ECLI:NL:GHAMS:2014:2466
Gerechtshof Amsterdam
- Rekestprocedure
- Rechtspraak.nl
Toekenning van vergoeding uit 's Rijks kas op basis van artikel 591a Sv voor gemaakte kosten in strafzaak
In deze zaak heeft het Gerechtshof Amsterdam op 28 mei 2014 uitspraak gedaan in een hoger beroep tegen de beschikking van de rechtbank Noord-Holland, locatie Alkmaar, van 13 februari 2014. Het verzoekschrift was ingediend door de verzoeker, die een vergoeding uit 's Rijks kas vroeg ter hoogte van € 4.251,82 voor gemaakte reiskosten en kosten van rechtsbijstand in verband met zijn strafzaak. De rechtbank had eerder een lager bedrag van € 3.679,78 toegewezen, waarbij zij een matiging had toegepast omdat zij de zaak niet complex vond en de tijdsbesteding van de advocaat te hoog inschatte. De advocaat van de verzoeker had geageerd tegen deze matiging en betoogd dat de declaratie met urenspecificatie een deugdelijke grondslag had en dat de rechtbank niet zomaar kon stellen dat het werk van de advocaat in minder tijd had gekund.

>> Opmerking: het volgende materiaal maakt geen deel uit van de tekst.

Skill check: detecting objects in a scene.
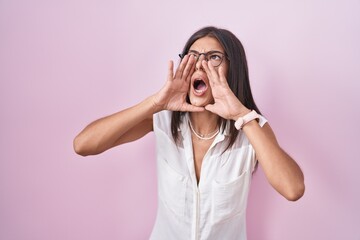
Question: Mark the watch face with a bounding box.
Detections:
[235,118,244,130]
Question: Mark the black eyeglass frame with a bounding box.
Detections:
[179,50,230,67]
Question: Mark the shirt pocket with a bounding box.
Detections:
[212,171,251,224]
[158,159,188,217]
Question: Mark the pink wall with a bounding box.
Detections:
[0,0,360,240]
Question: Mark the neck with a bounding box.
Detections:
[190,111,220,135]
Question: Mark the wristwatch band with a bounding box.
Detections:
[235,110,260,130]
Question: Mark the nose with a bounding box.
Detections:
[195,53,205,71]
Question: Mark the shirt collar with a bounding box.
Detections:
[178,112,231,137]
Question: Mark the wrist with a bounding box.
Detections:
[235,110,260,130]
[231,107,251,121]
[149,94,164,113]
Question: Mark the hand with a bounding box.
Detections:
[202,60,250,121]
[154,55,204,112]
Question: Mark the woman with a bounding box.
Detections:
[74,27,305,240]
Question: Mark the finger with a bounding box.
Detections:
[174,54,189,78]
[185,57,196,82]
[181,56,195,79]
[205,104,216,113]
[182,103,205,112]
[168,61,174,81]
[219,65,227,84]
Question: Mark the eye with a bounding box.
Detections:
[209,53,222,61]
[189,52,199,59]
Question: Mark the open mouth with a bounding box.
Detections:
[193,79,207,93]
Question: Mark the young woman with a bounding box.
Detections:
[74,27,305,240]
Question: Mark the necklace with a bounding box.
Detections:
[189,121,220,140]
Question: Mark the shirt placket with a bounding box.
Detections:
[183,124,224,240]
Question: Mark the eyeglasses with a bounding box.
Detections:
[179,50,226,67]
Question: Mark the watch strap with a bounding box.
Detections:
[235,110,260,130]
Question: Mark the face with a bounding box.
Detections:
[189,36,228,107]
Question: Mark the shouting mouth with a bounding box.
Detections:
[193,79,207,96]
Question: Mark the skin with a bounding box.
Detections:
[74,37,305,201]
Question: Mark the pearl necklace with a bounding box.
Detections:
[189,121,220,140]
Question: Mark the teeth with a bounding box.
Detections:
[195,89,205,93]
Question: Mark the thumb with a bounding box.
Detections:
[205,104,215,113]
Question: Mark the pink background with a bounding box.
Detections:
[0,0,360,240]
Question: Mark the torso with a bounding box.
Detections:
[192,134,214,183]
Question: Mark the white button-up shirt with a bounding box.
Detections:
[150,111,266,240]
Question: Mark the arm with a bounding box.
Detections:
[74,96,157,156]
[203,62,305,201]
[74,53,204,156]
[243,121,305,201]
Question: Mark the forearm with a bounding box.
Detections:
[74,96,159,156]
[243,121,305,201]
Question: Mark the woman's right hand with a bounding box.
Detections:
[154,55,204,112]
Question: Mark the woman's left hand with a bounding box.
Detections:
[202,60,250,121]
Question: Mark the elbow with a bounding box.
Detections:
[284,182,305,202]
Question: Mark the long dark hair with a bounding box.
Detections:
[171,26,260,149]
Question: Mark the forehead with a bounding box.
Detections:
[189,36,224,52]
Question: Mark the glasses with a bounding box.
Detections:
[179,50,226,67]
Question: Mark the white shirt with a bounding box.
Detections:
[150,111,267,240]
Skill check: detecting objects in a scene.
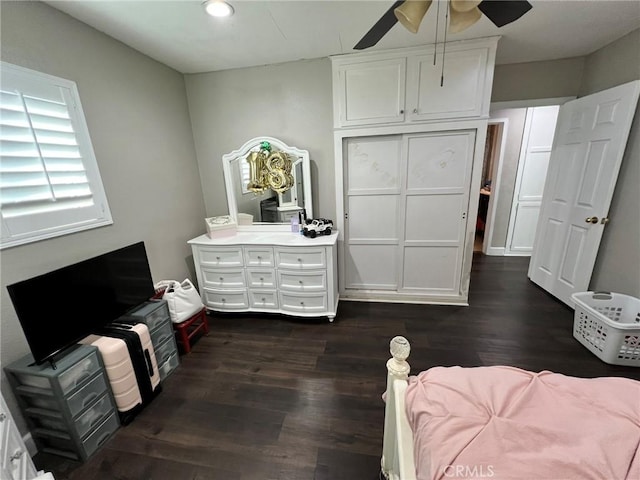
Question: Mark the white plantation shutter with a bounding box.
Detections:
[0,63,112,248]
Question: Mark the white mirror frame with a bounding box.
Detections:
[222,137,313,230]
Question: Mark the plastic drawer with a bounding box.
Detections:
[131,302,171,332]
[67,374,107,417]
[58,352,101,395]
[155,336,178,368]
[151,321,173,348]
[82,413,120,457]
[158,352,180,380]
[75,395,115,438]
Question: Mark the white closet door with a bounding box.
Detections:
[344,135,402,290]
[400,130,475,296]
[506,105,560,256]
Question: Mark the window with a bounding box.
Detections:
[0,62,113,248]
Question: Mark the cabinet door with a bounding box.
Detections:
[407,48,491,121]
[334,58,406,127]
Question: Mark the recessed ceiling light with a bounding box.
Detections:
[202,0,233,17]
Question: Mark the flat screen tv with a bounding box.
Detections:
[7,242,155,364]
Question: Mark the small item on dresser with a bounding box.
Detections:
[291,215,300,233]
[155,278,204,323]
[302,218,333,238]
[205,215,238,238]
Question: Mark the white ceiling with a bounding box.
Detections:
[46,0,640,73]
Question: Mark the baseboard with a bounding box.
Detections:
[484,247,505,257]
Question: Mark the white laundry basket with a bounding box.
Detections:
[571,292,640,367]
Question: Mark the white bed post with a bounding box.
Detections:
[380,336,413,479]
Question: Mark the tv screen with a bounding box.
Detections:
[7,242,155,364]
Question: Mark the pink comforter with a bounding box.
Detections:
[406,367,640,480]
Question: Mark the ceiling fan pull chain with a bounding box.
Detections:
[433,0,440,66]
[440,2,449,87]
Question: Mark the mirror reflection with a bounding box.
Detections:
[223,137,313,224]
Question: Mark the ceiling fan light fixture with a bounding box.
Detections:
[393,0,432,33]
[449,3,482,33]
[202,0,233,17]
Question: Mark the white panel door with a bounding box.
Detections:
[344,135,402,290]
[505,105,560,256]
[399,130,475,296]
[529,81,640,307]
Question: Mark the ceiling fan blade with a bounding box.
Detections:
[478,0,533,27]
[353,0,404,50]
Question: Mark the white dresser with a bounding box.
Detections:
[189,231,338,321]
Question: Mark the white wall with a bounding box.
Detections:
[186,58,336,220]
[0,2,205,432]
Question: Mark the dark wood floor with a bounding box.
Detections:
[35,255,640,480]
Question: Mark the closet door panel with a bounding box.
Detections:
[402,247,462,296]
[347,195,399,244]
[407,130,475,194]
[345,245,398,290]
[345,135,402,191]
[405,194,465,245]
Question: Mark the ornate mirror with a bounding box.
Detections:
[222,137,313,224]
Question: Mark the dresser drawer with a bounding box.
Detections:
[198,247,243,267]
[67,374,108,417]
[247,269,276,288]
[276,248,326,270]
[278,270,327,292]
[280,292,327,315]
[202,267,245,288]
[204,289,249,310]
[151,323,173,350]
[249,290,278,309]
[244,247,274,267]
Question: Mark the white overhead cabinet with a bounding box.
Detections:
[332,38,497,303]
[332,38,497,128]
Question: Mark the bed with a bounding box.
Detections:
[381,337,640,480]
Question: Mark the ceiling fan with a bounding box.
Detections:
[353,0,532,50]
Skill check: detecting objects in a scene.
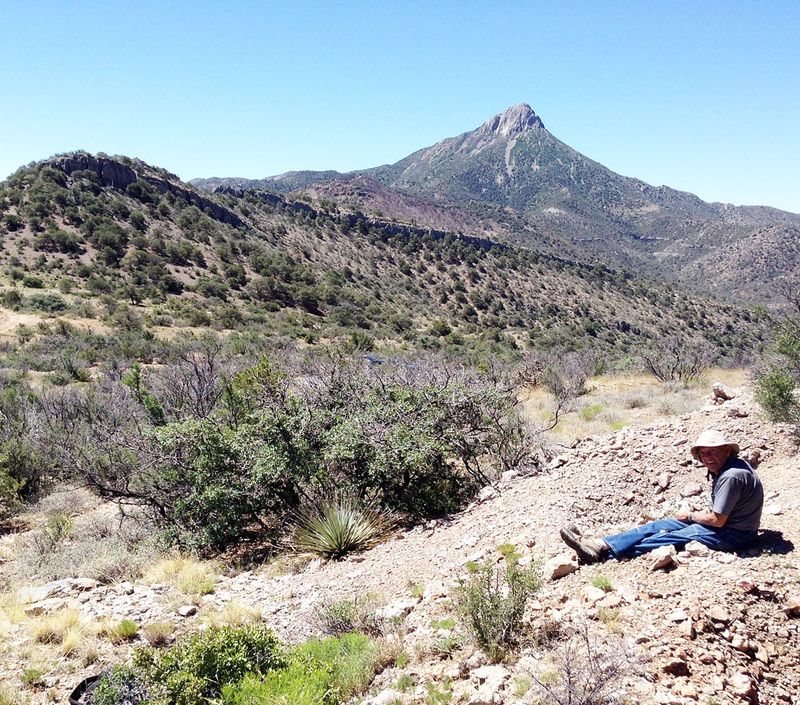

Het hof heeft de argumenten van de advocaat en de advocaat-generaal gehoord en is tot de conclusie gekomen dat de rechtbank niet gebonden is aan de door de advocaat opgestelde declaratie, ook niet als deze gedetailleerd is. Het hof heeft vastgesteld dat er gronden van billijkheid aanwezig zijn voor het toekennen van het verzochte bedrag, en heeft de beschikking van de rechtbank vernietigd. Het hof kent de verzoeker de volledige vergoeding van € 4.251,82 toe, inclusief de kosten voor het opstellen en indienen van het verzoekschrift. De beschikking is uitgesproken in de openbare zitting van het hof en is ondertekend door de voorzitter, mr. I.M.H. van Asperen de Boer-Delescen, en de griffier, mr. A.M.R. Karsemeijer.